In bürgerlich rechtlicher Sicht zählen zu den Nachlassverbindlichkeiten die Erblasserschulden, die Erbfallsschulden und die Erbgangsschulden.

Unter Erblasserschulden sind danach die vererblichen Verbindlichkeiten des Erblassers zu verstehen, die bis zu seinem Tod entstanden sind, auch wenn sie erst später fällig werden. Die Erbfallschulden sind Verbindlichkeiten erb- und familienrechtlicher Natur, die ihrem Wesen nach erst durch den Erbfall ausgelöst werden, wie z.B. Pflichtteilsansprüche und Legate.

Erbgangsschulden sind die Verbindlichkeiten, die durch die gerichtliche Abhandlungspflege entstehen.

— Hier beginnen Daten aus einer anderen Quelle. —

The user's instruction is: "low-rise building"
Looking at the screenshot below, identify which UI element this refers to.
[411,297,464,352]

Eine Last (Schuld) gilt allerdings nur dann als abzugsfähig, wenn diese bereits zu Lebzeiten des Erblassers bestanden hat. Schulden und Lasten werden somit nur dann als vom Nachlass abzugsfähig bewertet, wenn die Lasten (Schulden) bereits im Zeitpunkt der Entstehung der Steuerschuld bestanden haben (vgl. Fellner Kommentar zum Erbschafts- und Schenkungssteuergesetz § 20 RZ 18a samt darin zitierter Judikatur).

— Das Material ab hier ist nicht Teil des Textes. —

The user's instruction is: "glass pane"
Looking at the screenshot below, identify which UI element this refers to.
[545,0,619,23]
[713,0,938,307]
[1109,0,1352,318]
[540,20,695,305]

Kosten, die erst nach dem Erwerb bzw. nach dem Todestag neu entstanden sind, können nicht abgezogen werden, sofern sie nicht in den einzelnen Ziffern des § 20 Abs. 4 ErbStG gesondert angeführt sind (VwGH vom 11. 5. 2000, 97/16/0214). Dies sind insbesondere die Kosten der Bestattung, der Todeserklärung, der Eröffnung einer letztwilligen Verfügung oder eines für oder wegen des Nachlasses geführten Rechtsstreites.

Dies gilt für die Entlohnung von Mag. L., auch wenn sie zwingend entstanden sind und ebenso für die Entlohnung von Dr. W. für die Auflösung der Kanzlei. Was die Kosten für Miete, Thermenwartung und Ausmalen der Kanzlei betrifft, gilt ebenso, dass nach dem Todestag entstehende Kosten nicht in Abzug gebracht werden können.

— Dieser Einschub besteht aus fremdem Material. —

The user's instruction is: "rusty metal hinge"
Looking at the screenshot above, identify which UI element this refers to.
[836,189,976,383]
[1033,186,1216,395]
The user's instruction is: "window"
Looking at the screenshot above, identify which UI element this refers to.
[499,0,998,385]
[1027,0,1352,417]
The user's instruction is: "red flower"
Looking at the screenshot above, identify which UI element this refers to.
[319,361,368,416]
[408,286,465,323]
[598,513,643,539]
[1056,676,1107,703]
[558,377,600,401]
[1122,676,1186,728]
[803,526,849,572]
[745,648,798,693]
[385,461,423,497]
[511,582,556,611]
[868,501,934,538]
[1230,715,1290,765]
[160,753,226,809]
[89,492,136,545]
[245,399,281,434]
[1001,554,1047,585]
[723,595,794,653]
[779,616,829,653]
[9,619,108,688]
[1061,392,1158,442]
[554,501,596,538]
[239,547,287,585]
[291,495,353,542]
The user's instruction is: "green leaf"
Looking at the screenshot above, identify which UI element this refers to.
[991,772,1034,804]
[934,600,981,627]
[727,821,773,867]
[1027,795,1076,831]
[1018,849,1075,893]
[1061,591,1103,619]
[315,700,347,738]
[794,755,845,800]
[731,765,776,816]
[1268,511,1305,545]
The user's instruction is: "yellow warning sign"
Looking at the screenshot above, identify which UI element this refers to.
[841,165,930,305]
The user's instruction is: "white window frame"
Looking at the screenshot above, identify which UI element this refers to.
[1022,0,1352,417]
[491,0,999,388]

Der VwGH hat beispielsweise im Erkenntnis vom 15. 6. 2001, 95/16/0172 ausgesprochen, dass die nach dem Todestag des Erblassers neu entstehenden Kosten, die der Erhaltung der erworbenen Gegenstände dienten, nicht gemäß § 20 Abs. 4 ErbStG zu berücksichtigen seien, da nach dem Sinn des § 20 ErbStG - von den besonders angeführten Verbindlichkeiten abgesehen - grundsätzlich nur die dem Erwerb des Vermögens dienenden Kosten abzugsfähig seien. Folglich seien die während der Abwicklung der Verlassenschaft angefallenen Aufwendungen für die erblasserische Wohnung nicht abzugsfähig.

Der Vorhalt der h. o. Behörde vom 2. Februar 2004 blieb unbeantwortet.

Aufgrund der vorzitierten Ausführungen war die Berufung als unbegründet abzuweisen.